Symmetric Function \(s_k\)

We define the \(k\)-th symmetric function of \(\lambda_1,\lambda_2,\ldots,\lambda_n\) to be the sum of the product of eigenvalues multiplication for \(k\) times, i.e.,

\[s_k = \sum_{1\leq i_1<\cdots<i_k \leq n}\lambda_{i_1}\ldots \lambda_{i_k}\]

Example: \(n = 3\)

\[s_1 = \lambda_1 + \lambda_2 + \lambda_3\] \[s_2 = \lambda_1\lambda_2+\lambda_1\lambda_3 + \lambda_2\lambda_3\] \[s_3 = \lambda_1\lambda_2\lambda_3\]

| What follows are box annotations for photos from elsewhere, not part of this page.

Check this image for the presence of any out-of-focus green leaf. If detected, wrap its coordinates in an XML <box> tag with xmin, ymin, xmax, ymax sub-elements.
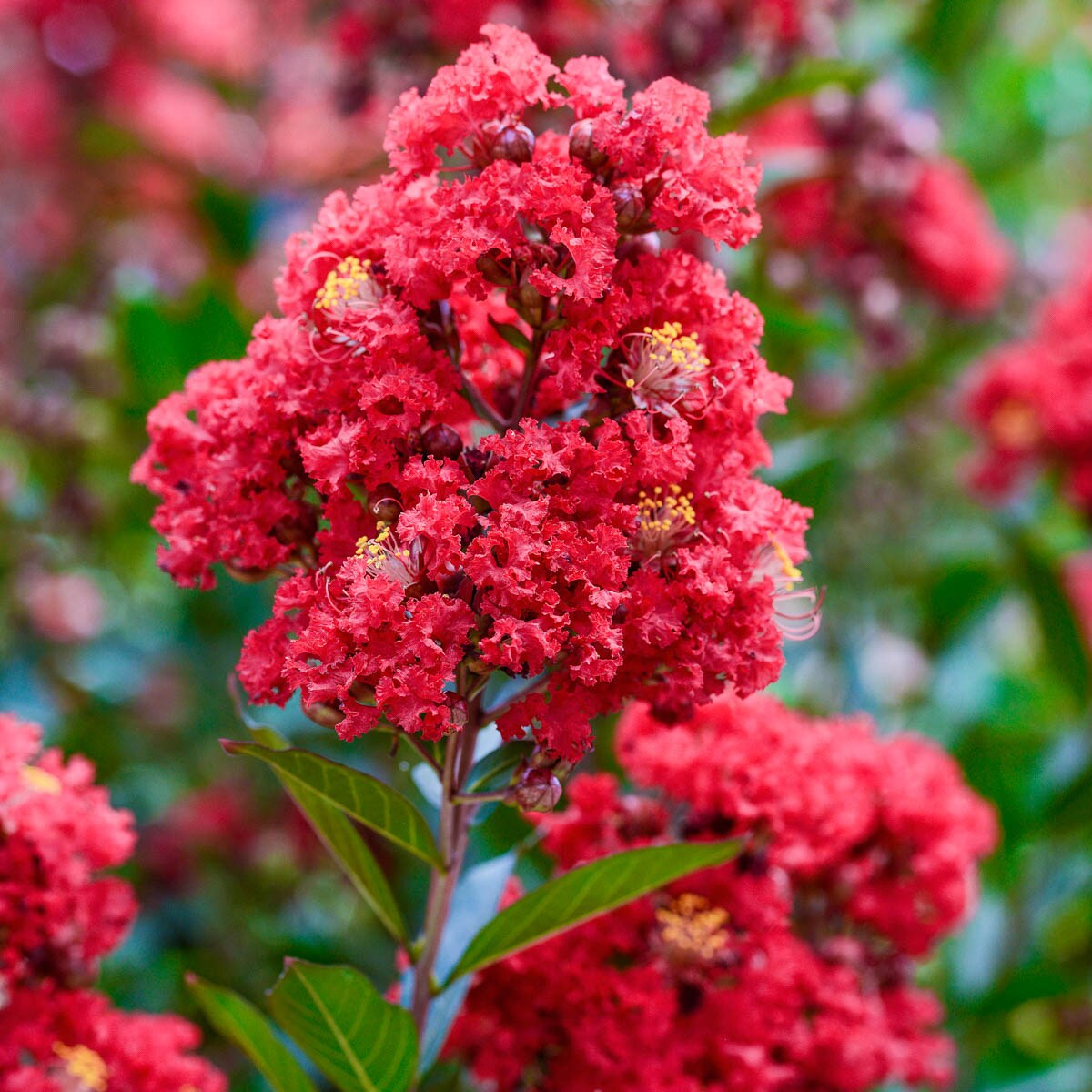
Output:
<box><xmin>186</xmin><ymin>974</ymin><xmax>315</xmax><ymax>1092</ymax></box>
<box><xmin>490</xmin><ymin>315</ymin><xmax>531</xmax><ymax>353</ymax></box>
<box><xmin>250</xmin><ymin>727</ymin><xmax>409</xmax><ymax>944</ymax></box>
<box><xmin>1045</xmin><ymin>764</ymin><xmax>1092</xmax><ymax>834</ymax></box>
<box><xmin>464</xmin><ymin>739</ymin><xmax>535</xmax><ymax>793</ymax></box>
<box><xmin>709</xmin><ymin>59</ymin><xmax>874</xmax><ymax>135</ymax></box>
<box><xmin>220</xmin><ymin>739</ymin><xmax>443</xmax><ymax>868</ymax></box>
<box><xmin>269</xmin><ymin>960</ymin><xmax>417</xmax><ymax>1092</ymax></box>
<box><xmin>446</xmin><ymin>841</ymin><xmax>739</xmax><ymax>985</ymax></box>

We expand \(p(\lambda) = \text{det}(A-\lambda\text{I}) =\left \lvert\begin{matrix} a_{11}-\lambda & a_{12} &\cdots & a_{1n}\\ a_{21} & a_{22}-\lambda &\cdots &a_{2n}\\ \vdots & \vdots & \cdots & \vdots\\ a_{n1} & a_{n2}& \cdots & a_{nn}-\lambda \end{matrix} \right \rvert\)

as follows.

\[p(\lambda) = (-1)^n[\lambda^n+c_1\lambda^{n-1}+\cdots+c_{n-1}\lambda+c_n]\]

By setting \(\lambda = 0\), we have:

Proposition 1: \(c_n = (-1)^n \text{det}(A)\).

Now, let us see the value of \(c_1\).

\[p(\lambda) = (a_{11}-\lambda)\cdots(a_{nn}-\lambda)+\sum_{i=2}^{n-2}c'_i\lambda^{n-i}+c'_n\]

It is easy to see that we only need to care about \((a_{11}-\lambda)\cdots(a_{nn}-\lambda)\) to find \(c_1\).

polynomial

We can see that there are \(n\) ways of obtaining \((-1)^{n-1}\lambda^{n-1}\).

Then

\[c_1 = (-1)^{n-1}/(-1)^n \cdot \sum_{i=1}^n a_{ii} = -\text{trace}(A)\]

Next,

\(\textbf{Theorem}\)[The fundamental Theorem of Algebra]. If \(P(x)\) is a polynomial of degree, then the equation \(P(x) = 0\) has exactly \(n\) roots.

By the above theorem,

\[\begin{align} \begin{aligned} p(\lambda) = (-1)^n(\lambda-\lambda_1)\cdots(\lambda-\lambda_n) \\ =(-1)^n\left[ \lambda^n - \lambda^{n-1}\sum_{i=1}^n \lambda_i+\cdots + \lambda^{n-k}\sum_{(i_1,\cdots,i_k) \in \delta_k}\prod_{j=1}^k \lambda_{i_j} \right] \end{aligned} \end{align}\]

So, \(c_1 = -\sum_{i=1}^n \lambda_i\).

Since \(c_1 = -\text{trace}(A)\), we obtain that

\[\text{trace}(A) = \sum_{i=1}^n \lambda_i\]

Also, we find that \(s_k =(-1)^k c_k\).

\(\prod_{i=1}^n \lambda_i = (-1)^n c_n\).

By setting \(\lambda = 0\), we obtain

\[\text{det}(A) = (-1)^n c_n =\prod_{i=1}^n \lambda_i\]

Reference

[1]. Meyer, Carl D. Matrix analysis and applied linear algebra. Society for Industrial and Applied Mathematics, 2023.